If you have never seen these two, take it from me, they are an excellent double act. Not only do they know their stuff, they can make it entertaining too. They managed to hold an audience for a whole day, while talking about what might otherwise have been some very dry subjects. They even managed to make TUPE sound interesting. No, really! If you are looking for someone to give an employment law briefing to your managers, you could do a lot worse than book them.
There were several interesting subjects that came up during the day, some of which I will write posts about over the next week or so, but an especially topical discussion was on the forthcoming Equality Bill. In case you had forgotten, this is the government’s plan to roll up all the previous equality legislation over the last thirty or so years into one act. Which would be fine if that’s all it’s going to do but, typical of this government, a few new things are going to be lobbed in for good measure.
It now looks likely that compulsory equal pay audits will not be in the bill, which will have many employers heaving sighs of relief. However, among other provisions is an extension of the legal duty on public bodies to actively promote equality, which already exists for race, disability and gender, to cover religion and belief, age, gender reassignment and sexual orientation. There are also proposals to extend the liability of employers for harassment of their employees by third parties in relation to race, disability, sexual orientation, religion or belief and age.
Probably the most controversial proposal is the legalisation of positive discrimination. The Equality Bill will give employers “greater freedom to ‘fast-track’ or select recruits from under-represented groups, as long as they are equally suitable” for the role in question. This will have politicians arguing for hours, if not days, about the principle of positive discrimination. In practice, though, such a law would make little difference. In my many years of recruiting staff, I have rarely come across two candidates who are equally suitable for the job in question. For all practical purposes, the number of occasions when this law can be applied will be few and far between.
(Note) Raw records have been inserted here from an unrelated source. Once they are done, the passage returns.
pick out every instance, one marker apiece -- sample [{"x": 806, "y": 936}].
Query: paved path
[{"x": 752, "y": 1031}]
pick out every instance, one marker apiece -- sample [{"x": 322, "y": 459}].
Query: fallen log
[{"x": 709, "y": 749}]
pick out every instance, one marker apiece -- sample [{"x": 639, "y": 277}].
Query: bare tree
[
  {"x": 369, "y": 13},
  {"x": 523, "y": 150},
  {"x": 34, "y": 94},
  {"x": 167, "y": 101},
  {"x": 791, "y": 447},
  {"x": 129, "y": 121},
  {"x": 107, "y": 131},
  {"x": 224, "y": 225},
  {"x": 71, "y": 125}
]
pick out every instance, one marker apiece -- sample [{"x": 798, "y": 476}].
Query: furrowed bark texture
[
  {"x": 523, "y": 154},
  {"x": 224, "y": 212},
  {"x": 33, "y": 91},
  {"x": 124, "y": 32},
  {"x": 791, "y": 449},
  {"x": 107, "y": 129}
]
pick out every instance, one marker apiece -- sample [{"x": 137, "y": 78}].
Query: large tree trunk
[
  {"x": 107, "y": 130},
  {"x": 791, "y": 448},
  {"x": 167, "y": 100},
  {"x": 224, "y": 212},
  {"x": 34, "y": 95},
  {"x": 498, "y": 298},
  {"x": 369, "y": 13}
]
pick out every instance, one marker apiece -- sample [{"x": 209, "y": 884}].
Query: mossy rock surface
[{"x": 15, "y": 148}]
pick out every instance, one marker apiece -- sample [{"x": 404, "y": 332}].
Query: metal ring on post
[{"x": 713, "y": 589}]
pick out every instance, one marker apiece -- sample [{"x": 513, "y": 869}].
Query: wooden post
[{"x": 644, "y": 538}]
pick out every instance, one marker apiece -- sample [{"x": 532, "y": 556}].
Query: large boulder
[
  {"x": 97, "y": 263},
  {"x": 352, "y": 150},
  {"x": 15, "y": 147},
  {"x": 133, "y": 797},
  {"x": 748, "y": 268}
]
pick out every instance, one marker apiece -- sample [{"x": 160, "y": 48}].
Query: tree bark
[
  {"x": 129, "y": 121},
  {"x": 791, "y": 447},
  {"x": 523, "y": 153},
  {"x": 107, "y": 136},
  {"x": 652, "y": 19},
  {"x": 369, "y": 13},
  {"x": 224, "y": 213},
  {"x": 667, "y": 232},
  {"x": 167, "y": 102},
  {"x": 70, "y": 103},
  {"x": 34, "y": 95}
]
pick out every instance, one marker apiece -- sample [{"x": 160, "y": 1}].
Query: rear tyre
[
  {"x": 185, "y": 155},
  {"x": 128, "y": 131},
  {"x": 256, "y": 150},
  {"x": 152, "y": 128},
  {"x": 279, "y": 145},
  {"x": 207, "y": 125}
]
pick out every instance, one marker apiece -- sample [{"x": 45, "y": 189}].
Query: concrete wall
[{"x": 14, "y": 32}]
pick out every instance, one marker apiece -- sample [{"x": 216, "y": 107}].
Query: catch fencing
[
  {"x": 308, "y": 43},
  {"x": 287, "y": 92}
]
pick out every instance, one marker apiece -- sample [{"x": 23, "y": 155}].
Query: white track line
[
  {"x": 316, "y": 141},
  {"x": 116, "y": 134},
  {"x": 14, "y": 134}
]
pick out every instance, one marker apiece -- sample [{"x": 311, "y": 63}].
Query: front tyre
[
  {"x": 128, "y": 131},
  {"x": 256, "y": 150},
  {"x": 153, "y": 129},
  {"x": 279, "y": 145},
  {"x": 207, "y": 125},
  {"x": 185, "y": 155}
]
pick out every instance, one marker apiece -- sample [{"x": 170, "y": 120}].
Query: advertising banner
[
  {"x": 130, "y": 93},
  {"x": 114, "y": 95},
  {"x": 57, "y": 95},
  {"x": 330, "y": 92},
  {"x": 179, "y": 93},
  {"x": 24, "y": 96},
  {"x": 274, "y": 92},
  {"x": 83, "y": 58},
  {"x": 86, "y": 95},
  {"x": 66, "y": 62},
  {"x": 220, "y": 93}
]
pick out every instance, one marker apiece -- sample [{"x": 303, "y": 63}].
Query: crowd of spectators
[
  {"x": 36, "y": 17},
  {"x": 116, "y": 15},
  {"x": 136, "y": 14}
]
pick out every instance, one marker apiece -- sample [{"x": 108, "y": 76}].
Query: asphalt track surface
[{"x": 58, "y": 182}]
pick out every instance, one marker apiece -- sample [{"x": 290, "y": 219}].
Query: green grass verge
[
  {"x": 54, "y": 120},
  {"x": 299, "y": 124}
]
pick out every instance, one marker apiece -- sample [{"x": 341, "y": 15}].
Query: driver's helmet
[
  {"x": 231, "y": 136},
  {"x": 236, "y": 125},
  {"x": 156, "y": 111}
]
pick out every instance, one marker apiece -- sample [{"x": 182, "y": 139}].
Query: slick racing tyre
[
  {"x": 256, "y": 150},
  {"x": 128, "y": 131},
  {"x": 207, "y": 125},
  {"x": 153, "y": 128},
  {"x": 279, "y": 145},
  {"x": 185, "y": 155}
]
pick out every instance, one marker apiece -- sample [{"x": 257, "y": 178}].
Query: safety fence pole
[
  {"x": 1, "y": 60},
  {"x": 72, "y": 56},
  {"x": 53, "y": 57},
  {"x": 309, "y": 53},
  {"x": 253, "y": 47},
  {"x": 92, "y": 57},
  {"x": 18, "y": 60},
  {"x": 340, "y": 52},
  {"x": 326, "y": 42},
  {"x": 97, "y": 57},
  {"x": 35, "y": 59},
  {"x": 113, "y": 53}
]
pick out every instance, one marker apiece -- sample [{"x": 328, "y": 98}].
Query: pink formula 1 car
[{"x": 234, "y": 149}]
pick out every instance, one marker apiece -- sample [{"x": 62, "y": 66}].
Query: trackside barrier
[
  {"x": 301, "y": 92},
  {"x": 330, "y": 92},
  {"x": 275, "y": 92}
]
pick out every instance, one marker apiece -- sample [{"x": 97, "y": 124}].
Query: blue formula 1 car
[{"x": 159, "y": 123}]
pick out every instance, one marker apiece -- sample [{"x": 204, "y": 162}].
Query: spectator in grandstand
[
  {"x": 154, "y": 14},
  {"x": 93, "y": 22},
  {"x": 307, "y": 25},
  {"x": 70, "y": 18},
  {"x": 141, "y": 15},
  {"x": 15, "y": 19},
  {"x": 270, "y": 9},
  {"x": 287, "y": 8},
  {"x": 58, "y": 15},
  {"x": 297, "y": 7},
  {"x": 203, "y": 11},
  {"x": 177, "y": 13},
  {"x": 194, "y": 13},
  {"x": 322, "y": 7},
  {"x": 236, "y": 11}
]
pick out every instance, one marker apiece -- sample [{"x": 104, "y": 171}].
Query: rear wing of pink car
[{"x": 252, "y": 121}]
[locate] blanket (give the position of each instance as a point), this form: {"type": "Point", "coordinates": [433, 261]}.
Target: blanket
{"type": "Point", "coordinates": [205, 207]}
But it may be that all this discussion is academic anyway. According to my two employment lawyer friends, there are strong rumours that the Equality Act 2009 will never happen. There is so much in it that, by the time it has been discussed, amended, rejected by the Lords then re-amended, it will have taken up a huge amount of Parliamentary time. Given that the government has other things it needs to do and that the current Parliament will self-destruct on 10 May 2010, there is probably not enough time to see this bill through. Other lawyers seem to agree that, if the bill is not published until May or June, it runs the risk of being overtaken by a general election. The government is, of course, vigorously denying that there will be any such delay.
My guess is that, while equality campaigners will no doubt be disappointed, most employers won’t be sorry if the Single Equality Bill doesn’t get passed. They are already suffering from legislation fatigue and, whatever the government might say, the proposals are more than just a consolidation exercise. I wouldn’t want to bet on it but I wouldn’t be surprised if this bill runs out of time. The task of consolidating and tidying up employment legislation will probably fall to the Tories.